Der in Frankfurt lebende Schriftsteller Wilhelm Genazino hat am Samstag in Darmstadt den Georg-Büchner-Preis erhalten. Da ich mich freue, von entsprechend als vernünftig anerkannten Personen die eigene Meinung zu hören, mache ich sie gleich mal publik:

„Wir Heutigen kennen Langeweile als verscheuchte Langeweile. Unsere Erlebnisplaner haben sie zu unserem Feind erklärt. Als Ersatz bieten sie uns hochdosierte Fremdunterhaltung an: die permanente Fernsehshow, die Massenparty, der Urlaub, die Promiskuität, der Konsum - und so weiter”, beklagte Genazino - und weiter: „Nicht so Büchner. Bei ihm wird Langeweile erkennungsdienstlich behandelt; das heißt vor allem: sie wird dargestellt, untersucht und zerlegt, oft so lange, bis sie einer neuen Beschäftigung weicht, die unversehens aus dem Stillstand hervorgeht. Für derartig geduldige Transformationen fehlt uns heute die Gelassenheit und die Bildung.”

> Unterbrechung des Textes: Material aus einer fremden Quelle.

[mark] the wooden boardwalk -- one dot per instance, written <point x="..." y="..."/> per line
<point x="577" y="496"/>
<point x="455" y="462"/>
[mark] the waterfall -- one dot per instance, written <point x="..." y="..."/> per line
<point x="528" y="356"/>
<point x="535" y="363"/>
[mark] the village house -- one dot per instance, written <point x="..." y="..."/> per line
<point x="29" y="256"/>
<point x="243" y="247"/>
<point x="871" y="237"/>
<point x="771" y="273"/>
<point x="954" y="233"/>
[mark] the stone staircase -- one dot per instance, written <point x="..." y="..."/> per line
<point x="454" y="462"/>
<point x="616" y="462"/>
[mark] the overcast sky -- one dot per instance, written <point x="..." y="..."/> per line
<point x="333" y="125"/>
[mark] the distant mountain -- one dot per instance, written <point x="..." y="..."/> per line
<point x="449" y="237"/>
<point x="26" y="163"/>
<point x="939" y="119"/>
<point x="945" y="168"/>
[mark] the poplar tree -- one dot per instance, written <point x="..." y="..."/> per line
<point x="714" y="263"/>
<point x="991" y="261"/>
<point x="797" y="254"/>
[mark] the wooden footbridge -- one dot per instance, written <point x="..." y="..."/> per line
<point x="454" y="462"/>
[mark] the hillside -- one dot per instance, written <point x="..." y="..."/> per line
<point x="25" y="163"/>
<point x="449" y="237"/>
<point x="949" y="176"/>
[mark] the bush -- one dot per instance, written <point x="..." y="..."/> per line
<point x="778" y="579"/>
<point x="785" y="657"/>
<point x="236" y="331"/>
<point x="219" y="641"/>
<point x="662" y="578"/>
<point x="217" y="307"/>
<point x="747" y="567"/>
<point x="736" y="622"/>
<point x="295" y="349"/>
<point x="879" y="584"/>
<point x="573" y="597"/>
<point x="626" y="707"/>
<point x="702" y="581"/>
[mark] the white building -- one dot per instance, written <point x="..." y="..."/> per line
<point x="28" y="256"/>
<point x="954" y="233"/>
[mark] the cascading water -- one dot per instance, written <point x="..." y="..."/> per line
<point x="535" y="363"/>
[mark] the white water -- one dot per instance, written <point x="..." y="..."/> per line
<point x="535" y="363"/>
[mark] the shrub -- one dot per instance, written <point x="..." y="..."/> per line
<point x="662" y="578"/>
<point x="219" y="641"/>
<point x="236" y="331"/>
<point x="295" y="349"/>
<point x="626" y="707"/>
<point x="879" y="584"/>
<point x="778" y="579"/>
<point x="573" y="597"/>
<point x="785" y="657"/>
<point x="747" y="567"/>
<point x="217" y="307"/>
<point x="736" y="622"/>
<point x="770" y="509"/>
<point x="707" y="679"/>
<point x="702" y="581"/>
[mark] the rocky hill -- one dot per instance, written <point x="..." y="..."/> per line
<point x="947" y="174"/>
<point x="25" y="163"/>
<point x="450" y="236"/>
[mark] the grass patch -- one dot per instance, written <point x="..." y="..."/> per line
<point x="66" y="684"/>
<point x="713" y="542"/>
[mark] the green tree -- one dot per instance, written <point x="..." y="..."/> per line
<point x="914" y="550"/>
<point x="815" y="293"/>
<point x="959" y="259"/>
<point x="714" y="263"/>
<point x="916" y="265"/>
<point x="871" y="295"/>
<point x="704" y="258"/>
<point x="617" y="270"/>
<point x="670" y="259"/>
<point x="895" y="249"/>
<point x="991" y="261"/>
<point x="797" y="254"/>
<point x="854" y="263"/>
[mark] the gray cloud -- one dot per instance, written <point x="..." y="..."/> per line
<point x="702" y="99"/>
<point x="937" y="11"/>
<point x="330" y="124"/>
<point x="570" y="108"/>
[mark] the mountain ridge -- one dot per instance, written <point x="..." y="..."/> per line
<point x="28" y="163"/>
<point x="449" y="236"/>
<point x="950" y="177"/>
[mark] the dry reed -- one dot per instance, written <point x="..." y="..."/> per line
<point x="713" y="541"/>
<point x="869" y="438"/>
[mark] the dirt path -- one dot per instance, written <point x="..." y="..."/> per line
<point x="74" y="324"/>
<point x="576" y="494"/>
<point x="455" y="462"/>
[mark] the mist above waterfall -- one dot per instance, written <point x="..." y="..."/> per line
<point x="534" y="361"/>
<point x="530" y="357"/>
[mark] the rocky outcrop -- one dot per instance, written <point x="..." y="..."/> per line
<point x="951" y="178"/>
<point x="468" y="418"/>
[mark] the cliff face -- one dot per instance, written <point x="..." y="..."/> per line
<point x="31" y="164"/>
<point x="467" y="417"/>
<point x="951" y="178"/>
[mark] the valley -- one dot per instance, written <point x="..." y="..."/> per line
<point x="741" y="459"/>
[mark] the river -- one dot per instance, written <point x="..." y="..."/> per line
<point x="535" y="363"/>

Wichtig ist, dass die Langeweile nicht als endgültiges Ziel angesehen wird. Vielmehr ist es ein Zustand auf der Suche nach dem eigenen Wesen.

In die Richtung geht auch eine der zentralen Aussagen des Daoismus:

Die Abwesenheit von Wünschen führt zur Ruhe,
die Welt wird, von selbst, ihr Gleichgewicht finden.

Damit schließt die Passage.